The PDF for this lesson is here:
Bernd Moser’s transcription of the intro solo can be found here:
There are a lot of advanced topics I want to make video lessons on but I think it’s important to focus on some basic ideas before I go into anything else. That is why I wanted to do 3 videos discussing basic concepts in respect to the jazz idiom. Too many people are overly concerned with playing the “hippest” shit right off the bat without respect for fundamentals. Admittedly, I’m not a very academic musician. Often, when I’m making a video, I find that I have to really think about what I played in order to properly explain it in theoretical terms. In my mind, I actually compartmentalize and reduce topics in a number of very simple ways. The only thing I tend to define is the quality of the chord. In most cases, I reduce it to either Major, minor, or Dominant 7th. I will explain all of this in greater detail in a blog I am currently working on. I will say that, for me, all of those “100 ii-V7 Licks” books have yielded very little in terms of actual results. I used to look at that Jamey Aebersold book on the ii-V7 progression and just feel so confused. Transcribing licks from master musicians and writing variations on them is truly the best way to learn to play over ii-V7’s. Anyway, I figured I would just show 3 very basic licks and try to explain them a little bit in hopes that others might be inspired to write their own variations on them.
LICK # 1
For Lick #1, I tried to create something that would be about as basic as it gets. This line utilizes smooth movement between the chords by using a step-wise motion between the 3rds and 7ths of each chord. When approaching ii-V7’s, you always want to be aware of the notes in each chord and be on the look out for lines that move by half-step. This will insure the clearest outlining of the changes.
Chords: C-7 F7 Bb Major 7
3rds and 7ths voice-lead:
Bb A A
Eb Eb D
In this particular lick, I alter the V7 chord by placing tensions on top of it. In order to do this, I use the melodic minor scale (Major scale with a flatted 3rd) a half-step above the root of the chord. My recommendation to every player interested in working on altered dominant sounds is to start by learning your melodic minor scales inside and out. Specifically, one should be able to play melodic minor in all 12 keys in all directions and positions. Once you have completed that arduous task, you should learn all of the triads in the scale and follow the same procedure. Once you have a full grasp of the melodic minor scale, explore other options. For example, you can play a diminished scale (Whole/Half version) a Half-step above the root of the chord or a Whole-Tone scale from the root. Other options include a Harmonic Minor scale (try up a 4th from the root for starters) or a minor Pentatonic a minor 3rd above the root.

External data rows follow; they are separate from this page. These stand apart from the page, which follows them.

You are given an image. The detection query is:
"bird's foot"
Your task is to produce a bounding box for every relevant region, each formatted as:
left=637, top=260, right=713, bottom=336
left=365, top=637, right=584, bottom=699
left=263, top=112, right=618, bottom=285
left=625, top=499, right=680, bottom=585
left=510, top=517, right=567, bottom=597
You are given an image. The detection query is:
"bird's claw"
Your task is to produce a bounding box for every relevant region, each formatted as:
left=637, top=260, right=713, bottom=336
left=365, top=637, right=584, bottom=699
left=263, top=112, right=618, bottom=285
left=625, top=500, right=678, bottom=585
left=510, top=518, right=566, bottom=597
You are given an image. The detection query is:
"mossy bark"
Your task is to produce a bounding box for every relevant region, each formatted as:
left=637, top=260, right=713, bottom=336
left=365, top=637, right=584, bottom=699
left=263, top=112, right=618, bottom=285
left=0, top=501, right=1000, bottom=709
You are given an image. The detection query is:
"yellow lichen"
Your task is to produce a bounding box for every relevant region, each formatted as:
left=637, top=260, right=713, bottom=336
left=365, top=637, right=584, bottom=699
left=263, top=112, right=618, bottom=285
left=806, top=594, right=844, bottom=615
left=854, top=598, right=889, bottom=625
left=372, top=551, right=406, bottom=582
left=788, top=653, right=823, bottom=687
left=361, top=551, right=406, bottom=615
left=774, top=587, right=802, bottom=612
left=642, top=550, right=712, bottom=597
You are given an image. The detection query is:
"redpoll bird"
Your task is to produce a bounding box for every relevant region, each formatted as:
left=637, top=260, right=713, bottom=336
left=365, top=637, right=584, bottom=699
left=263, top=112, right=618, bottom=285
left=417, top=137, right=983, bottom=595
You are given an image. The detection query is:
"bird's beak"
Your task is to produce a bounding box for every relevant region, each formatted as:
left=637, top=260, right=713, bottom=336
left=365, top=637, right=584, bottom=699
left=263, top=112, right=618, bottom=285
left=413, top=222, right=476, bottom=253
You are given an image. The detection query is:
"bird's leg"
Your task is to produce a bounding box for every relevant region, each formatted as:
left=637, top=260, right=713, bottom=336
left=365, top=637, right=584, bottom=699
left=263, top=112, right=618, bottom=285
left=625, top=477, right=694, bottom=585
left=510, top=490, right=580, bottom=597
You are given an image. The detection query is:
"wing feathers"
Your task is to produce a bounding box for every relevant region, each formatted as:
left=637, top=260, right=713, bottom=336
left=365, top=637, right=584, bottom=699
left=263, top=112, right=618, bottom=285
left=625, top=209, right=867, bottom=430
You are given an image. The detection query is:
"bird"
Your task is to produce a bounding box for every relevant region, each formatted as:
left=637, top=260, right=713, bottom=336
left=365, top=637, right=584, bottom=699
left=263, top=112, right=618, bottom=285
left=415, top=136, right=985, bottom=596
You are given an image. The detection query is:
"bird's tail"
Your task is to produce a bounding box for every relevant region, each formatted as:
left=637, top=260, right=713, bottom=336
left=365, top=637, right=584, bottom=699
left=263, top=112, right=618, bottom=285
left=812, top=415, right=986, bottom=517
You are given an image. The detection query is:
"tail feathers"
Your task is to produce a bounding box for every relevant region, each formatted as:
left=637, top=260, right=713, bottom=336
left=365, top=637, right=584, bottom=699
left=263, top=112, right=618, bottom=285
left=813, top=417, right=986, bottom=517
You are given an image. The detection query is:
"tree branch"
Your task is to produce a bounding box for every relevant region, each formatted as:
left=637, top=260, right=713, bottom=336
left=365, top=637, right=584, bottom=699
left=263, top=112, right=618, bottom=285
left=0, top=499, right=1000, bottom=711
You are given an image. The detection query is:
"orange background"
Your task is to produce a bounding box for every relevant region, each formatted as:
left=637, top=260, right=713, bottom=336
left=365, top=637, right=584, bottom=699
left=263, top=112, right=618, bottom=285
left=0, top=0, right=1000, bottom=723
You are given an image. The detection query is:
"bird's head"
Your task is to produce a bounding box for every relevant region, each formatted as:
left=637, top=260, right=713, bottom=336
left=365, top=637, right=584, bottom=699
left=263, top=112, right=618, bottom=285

Check out Jamey Aebersold’s scale syllabus for an example of how many options there are:
I’ve spent a lot of time studying the music of John Coltrane. Currently, I’m engaged in extensive studies that relate to pentatonic scales and triads in the jazz idiom. The further I get in my musical growth with this material, the more I am able to grasp the musical genius of Coltrane. For example, I spent 2 months of the last year just voice-leading Major triads a whole-step apart in every single key, position, and direction on the neck. This type of study is known as “triad pairs.” If you play the same triads in a scale-wise fashion, one could also call it Hexatonic. In any case, I’ve been paying particular attention to way in which Coltrane (and other players) voice-lead triads in their solos and I am convinced beyond a shadow of a doubt that he mastered triad pairs.
Here’s on example of how Trane uses pairs over a chord:
Over a G7= G B D F
He plays the following pair: A Major/Eb Aug.
Here’s the notes contained with in the triads and their function in relation to the G7:
A (9), C# (#11), E (13)/Eb (#5 or b13), G (Root), B (3rd.)
As a Hexatonic scale it looks like this: G, A, B, Db, Eb, E.
As I said in the video, I can just take a look at the two triads and just apprehend the harmony without reference to the lick. Luckily, I’ve practiced voice-leading these triads in all 12 keys and positions, so I am free to implement the idea conceptually right away. Throw in a few chromatic approaches and/or a neighboring tone in order to formulate a 8th or 16th note line and the original idea quickly becomes obscured.